İstanbul Büyükşehir Belediye Başkan adayı Binali Yıldırım'ın, İstanbul seçimi için Diyarbakır'da yaptığı konuşmaya değinen Temelli, Yıldırım'ın Kürtçe konuşmasıyla ilgili "Diyarbakır Diyarbakır olalı böyle bir Kürtçe duymamış, bir kişi anlamış o da Mehdi Eker" dedi.
Temelli, grup toplantısında özetle şunları söyledi:
"Yargı reformu, yargıdaki değişim her zamanki gibi bir seçim atmosferinde karşımıza çıkıyor. 23 Haziran'da İstanbul seçimleri var. Aslında bu seçimin haklı bir gerekçesi yok, YSK marifeti ile karşımıza çıkmış bir zorunluluk.
"Tabii adaylar da kampanya çalışması yapıyorlar. Adaylardan biri Binali Bey, Diyarbakır'a gitmiş. Kampanyasını Diyarbakır'dan yapıyor nedense. 'Kürdistan Mebusu' demiş. Bak.
"Devam etmiş Kürtçe konuşmuş. Ama Diyarbakır Diyarbakır olalı böyle bir Kürtçe duymamış bir kişi anlamış, o da Mehdi Eker.
"31 Mart öncesi Erdoğan şöyle bağırıyordu..."
"Oysa 31 Mart'a giderken AKP Genel Başkanı Erdoğan meydan meydan bağırıyordu.
"Kürdistan diyoruz diye 'Defolun gidin, Kürdistan orada' diyordu. Sürekli her gün bize, Kürtlere hakaret ediyorlar. Terörist olduk, defolun hakaretlerine maruz kaldık ama Allah'ın işine bakın, geçen Çavuşoğlu'nu Kürdistan'da gördük, hem de Çavuşoğlu demokrasi şehitlerinin anıldığı törendeydi.
"Ve Çavuşoğlu bilinmeyen bir dilde konuşulan bir yemin törenini izliyordu.
"O Kürdistan derken, Tatvan'da tabelalar iniyordu"
"Üç beş oy için Kürtçe konuşup Kürdistan derken Tatvan'da Kürtçe tabelalar iniyordu.
"Biliyoruz, bu Meclis'te arkadaşlarımız bir iki cümle Kürtçe konuştuğunda 'bilinmeyen bir dil' diye hakaret ettiniz.

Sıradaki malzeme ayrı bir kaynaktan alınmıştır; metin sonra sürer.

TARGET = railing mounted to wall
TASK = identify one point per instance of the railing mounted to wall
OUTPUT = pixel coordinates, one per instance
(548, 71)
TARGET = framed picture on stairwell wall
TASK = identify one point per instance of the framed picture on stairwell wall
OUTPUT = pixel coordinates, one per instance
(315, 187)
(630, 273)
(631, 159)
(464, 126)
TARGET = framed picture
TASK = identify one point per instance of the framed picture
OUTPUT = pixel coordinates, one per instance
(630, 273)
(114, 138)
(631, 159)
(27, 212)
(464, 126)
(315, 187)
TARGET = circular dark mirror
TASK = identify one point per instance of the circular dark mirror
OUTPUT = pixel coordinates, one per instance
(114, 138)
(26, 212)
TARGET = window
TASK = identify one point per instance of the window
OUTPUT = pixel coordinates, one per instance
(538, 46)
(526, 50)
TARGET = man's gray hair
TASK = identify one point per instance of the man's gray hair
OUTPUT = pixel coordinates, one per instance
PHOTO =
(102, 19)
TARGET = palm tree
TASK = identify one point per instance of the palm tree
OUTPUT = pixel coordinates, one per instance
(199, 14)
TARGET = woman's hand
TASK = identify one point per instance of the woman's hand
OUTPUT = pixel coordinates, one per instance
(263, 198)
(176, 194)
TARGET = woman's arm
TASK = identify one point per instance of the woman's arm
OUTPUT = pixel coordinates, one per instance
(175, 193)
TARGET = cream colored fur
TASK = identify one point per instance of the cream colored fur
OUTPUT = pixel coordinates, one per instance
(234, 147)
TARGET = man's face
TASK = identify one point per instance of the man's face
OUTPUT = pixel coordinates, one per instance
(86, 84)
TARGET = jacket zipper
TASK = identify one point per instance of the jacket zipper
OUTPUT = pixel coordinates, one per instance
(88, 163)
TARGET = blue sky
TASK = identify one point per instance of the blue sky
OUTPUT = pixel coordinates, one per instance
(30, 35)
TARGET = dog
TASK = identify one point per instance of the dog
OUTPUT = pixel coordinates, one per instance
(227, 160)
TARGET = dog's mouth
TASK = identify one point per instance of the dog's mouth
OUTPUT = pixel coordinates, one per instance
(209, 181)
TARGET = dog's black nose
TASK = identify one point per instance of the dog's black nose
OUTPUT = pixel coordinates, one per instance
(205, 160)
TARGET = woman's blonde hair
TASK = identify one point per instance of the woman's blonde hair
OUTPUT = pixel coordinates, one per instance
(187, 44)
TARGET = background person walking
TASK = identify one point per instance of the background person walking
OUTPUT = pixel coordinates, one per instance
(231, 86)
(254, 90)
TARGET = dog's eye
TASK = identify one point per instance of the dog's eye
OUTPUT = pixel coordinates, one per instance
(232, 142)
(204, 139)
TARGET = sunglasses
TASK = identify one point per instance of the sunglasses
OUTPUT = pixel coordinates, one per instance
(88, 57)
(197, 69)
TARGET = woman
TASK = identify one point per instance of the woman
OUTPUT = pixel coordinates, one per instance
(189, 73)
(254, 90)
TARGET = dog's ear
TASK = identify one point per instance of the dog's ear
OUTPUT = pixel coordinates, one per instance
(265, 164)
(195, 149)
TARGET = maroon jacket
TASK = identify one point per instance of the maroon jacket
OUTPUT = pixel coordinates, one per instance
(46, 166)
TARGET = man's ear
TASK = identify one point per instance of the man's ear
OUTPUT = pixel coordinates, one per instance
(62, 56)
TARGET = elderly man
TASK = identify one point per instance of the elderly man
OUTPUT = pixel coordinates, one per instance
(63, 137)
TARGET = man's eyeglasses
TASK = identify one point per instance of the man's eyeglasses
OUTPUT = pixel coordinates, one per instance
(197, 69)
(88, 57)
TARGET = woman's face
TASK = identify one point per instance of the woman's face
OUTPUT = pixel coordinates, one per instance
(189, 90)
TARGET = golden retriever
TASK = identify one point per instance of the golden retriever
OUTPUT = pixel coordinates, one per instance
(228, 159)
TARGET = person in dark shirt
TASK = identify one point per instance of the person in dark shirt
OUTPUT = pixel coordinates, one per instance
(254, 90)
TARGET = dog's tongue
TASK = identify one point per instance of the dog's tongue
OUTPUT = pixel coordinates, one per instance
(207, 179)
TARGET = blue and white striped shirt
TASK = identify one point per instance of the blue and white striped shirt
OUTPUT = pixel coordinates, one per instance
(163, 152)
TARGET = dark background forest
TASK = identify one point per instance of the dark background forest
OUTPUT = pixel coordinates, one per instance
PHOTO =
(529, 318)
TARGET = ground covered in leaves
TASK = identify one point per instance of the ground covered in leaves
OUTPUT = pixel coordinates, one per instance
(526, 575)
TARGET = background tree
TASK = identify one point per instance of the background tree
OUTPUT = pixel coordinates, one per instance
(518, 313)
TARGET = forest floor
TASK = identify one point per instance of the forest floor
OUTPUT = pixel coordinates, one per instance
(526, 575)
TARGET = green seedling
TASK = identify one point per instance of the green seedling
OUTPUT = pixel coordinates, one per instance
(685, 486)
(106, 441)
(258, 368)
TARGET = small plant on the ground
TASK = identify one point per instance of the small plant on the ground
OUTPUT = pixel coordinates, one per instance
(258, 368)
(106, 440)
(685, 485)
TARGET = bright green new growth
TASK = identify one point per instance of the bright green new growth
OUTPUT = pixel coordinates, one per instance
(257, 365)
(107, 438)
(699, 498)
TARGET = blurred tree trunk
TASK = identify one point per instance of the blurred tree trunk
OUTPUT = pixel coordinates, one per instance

"Ama 3-5 oy için ya da kirli pazarlıklarınız için hiçbir şey olmamış gibi Kürdistan diyorsunuz, Kürtçe konuşuyorsunuz, Kürtçe konuşanları saygı içinde dinliyorsunuz. Tam bunların konuşulduğu günlerde Tatvan ve Bitlis'te tabelalar iniyordu. AKP'nin belediye başkanlarının meşruiyetleri her zaman sorgulanacak.
"Bitlis'te, Tatvan'da, Muş'ta da Şırnak'ta da kazandıkları dedikleri her yerde meşruiyetleri her zaman sorgulanacak.
"O yüzden zaten bu saldırganlıkları. Seçilmiş bir belediye başkanı kendisini seçen bir halkın diline, kültürüne hakaret etmez.
"Bunlar seçilmediği, atandığı, hile ile orada oturdukları için de utanmadan işte o tabelaları indirebiliyorlar. Evet tam o günlerde Tatvan ve Bitlis'te belediye başkanları Kürtçe tabelaları indirdiler, tam o günlerde Dêrsim Belediye Meclisinin tabela Dêrsim olsun diyen kararı valilik tarafından engellendi.
"Birkaç kelime Kürtçe konuştunuz diye..."
"Birkaç kelime Kürtçe konuştunuz diye Kürt halkı nezdinde bir değeriniz, itibarınız olmayacak. Çünkü bu sözlerle Kürtçe konuşma girişimi samimiyetsizdir, çıkar amaçlıdır. Kürtçe seçim yatırımlarına, gündelik politikalara maske yapılacak bir dil değildir. Yapılması gereken Kürtçe anadilde eğitimin önünü açmaktır.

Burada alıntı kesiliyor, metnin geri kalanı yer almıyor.